Hawking had said that if an object falls into a black hole, the only information that is retained are the quantum mechanical properties of mass, spin, and charge. All other information was stripped away.

The problem with this is that quantum mechanics is built on the idea that information can’t be lost. If information can be lost, then quantum mechanics isn’t a secure theoretical structure. Hawking, as a relativist, was more concerned with maintaining the theoretical structure of general relativity, so he was okay with the information being lost if it had to be.

The reason that this lost information is such a major issue for quantum mechanics once again ties into thermodynamics. In quantum mechanics, information is related to the thermodynamic concept of “order.” If information is lost, then order is lost — meaning that entropy (disorder) is increased. This means that the black holes would begin generating heat, rising up to billions of billions of degrees in mere moments. Though Leonard Susskind and others realized this in the mid-1980s, they couldn’t find the flaws in Hawking’s reasoning that would prove him wrong.

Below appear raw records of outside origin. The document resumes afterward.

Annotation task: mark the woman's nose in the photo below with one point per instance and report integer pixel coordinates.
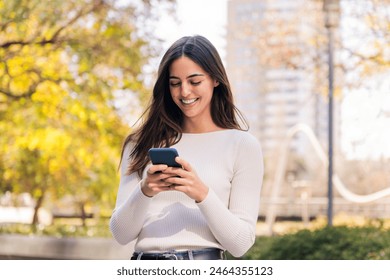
(185, 90)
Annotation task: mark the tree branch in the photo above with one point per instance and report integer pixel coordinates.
(56, 36)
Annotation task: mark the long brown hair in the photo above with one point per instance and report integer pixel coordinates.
(163, 122)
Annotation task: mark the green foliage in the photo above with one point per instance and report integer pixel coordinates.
(61, 65)
(329, 243)
(60, 229)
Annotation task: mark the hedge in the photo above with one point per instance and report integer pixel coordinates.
(328, 243)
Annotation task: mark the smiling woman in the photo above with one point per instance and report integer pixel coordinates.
(191, 90)
(211, 203)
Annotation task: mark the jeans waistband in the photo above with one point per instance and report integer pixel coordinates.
(202, 254)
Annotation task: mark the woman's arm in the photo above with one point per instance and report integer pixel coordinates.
(235, 227)
(129, 214)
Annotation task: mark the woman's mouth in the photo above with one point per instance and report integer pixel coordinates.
(189, 101)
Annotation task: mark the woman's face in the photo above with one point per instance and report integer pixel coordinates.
(191, 89)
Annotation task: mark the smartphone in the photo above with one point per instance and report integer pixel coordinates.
(164, 156)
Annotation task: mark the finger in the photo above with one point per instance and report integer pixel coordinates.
(183, 163)
(156, 168)
(177, 181)
(174, 172)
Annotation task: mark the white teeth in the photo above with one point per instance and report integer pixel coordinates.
(189, 101)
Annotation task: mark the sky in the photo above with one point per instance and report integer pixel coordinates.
(365, 113)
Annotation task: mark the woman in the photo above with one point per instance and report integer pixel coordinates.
(211, 204)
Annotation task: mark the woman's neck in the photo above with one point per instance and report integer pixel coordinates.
(200, 127)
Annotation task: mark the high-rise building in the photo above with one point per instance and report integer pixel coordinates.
(276, 60)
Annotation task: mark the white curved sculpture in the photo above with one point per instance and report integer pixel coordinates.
(281, 168)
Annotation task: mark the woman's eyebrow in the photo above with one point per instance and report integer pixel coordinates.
(190, 76)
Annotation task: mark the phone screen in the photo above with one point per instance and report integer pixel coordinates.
(164, 156)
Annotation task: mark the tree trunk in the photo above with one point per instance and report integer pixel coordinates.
(38, 205)
(83, 214)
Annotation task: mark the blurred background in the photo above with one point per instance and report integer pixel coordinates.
(75, 76)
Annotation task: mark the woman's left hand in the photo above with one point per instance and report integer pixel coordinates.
(187, 181)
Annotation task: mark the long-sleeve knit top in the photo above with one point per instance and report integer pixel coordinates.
(230, 163)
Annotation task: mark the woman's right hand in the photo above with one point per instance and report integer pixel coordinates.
(154, 182)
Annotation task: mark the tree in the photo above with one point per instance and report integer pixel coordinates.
(61, 65)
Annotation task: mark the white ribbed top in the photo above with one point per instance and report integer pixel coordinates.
(230, 163)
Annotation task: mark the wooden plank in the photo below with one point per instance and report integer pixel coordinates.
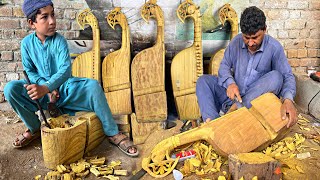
(88, 64)
(187, 65)
(147, 72)
(142, 130)
(63, 145)
(249, 165)
(116, 68)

In 2004, after a debate that lasted more than 20 years, Hawking announced that he no longer believed this information was forever lost to the universe. In doing so, he lost a 1997 bet with physicist John Preskill. The payoff was a baseball encyclopedia, from which information could be retrieved easily. And who said physicists didn’t have a sense of humor?

One reason for Hawking’s change of mind was that he redid some of his earlier calculations and found that it was possible that, as an object fell into a black hole, it would disturb the black hole’s radiation field. The information about the object could seep out, though probably in mangled form, through the fluctuations in this field.

Another way to approach the problem of black hole information loss is through the holographic principle of Leonard Susskind and Gerard ’t Hooft, or the related AdS/CFT correspondence developed by Juan Maldacena. If these principles hold for black holes, it may be possible that all the information within the black hole is also encoded in some form on the surface area of the black hole.

The controversy over the black hole information paradox is described in detail in Susskind’s 2008 book, The Black Hole War: My Battle with Stephen Hawking to Make the World Safe for Quantum Mechanics.

Still one other approach is to look at the potential multiverse. It’s possible that the information that enters a black hole is, in some way, passed from this universe into a parallel universe.